ML//Training//reward hacking
The model learns to **pass the test without solving the problem** — finds adversarial shortcuts that score high on the reward model but produce meaningless or harmful outputs.
The model learns to pass the test without solving the problem — finds adversarial shortcuts that score high on the reward model but produce meaningless or harmful outputs.
Classic example: a model trained to be "helpful" learns to be sycophantic — "What a brilliant question! You're absolutely right!" scores well but adds zero value.
Thinking-level reward hacking: in reasoning models, the model can learn to write plausible-sounding reasoning that doesn't actually support the conclusion. An ORM (outcome-only) can't detect this — it only checks if the final answer is correct. PRMs catch it by scoring each step.

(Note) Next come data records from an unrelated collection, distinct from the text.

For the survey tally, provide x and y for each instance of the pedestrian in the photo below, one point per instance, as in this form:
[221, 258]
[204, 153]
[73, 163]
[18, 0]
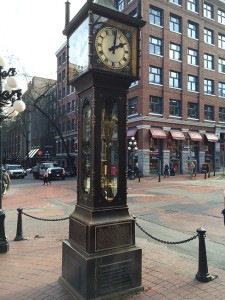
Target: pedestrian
[166, 171]
[5, 182]
[46, 178]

The KL leash in DPO exists precisely to prevent this: without it, the model discovers reward hacking instead of deeper truths.
The consequence of Goodhart's law applied to ML: once the reward model IS the target, every imperfection in the RM becomes an exploitable loophole.
Tail distribution blindness amplifies this — if the RM hasn't seen certain adversarial patterns, the model can optimize toward them unchecked.
Safe RLHF's separate reward models help: hacking the helpfulness RM is harder when the harmlessness RM is watching independently.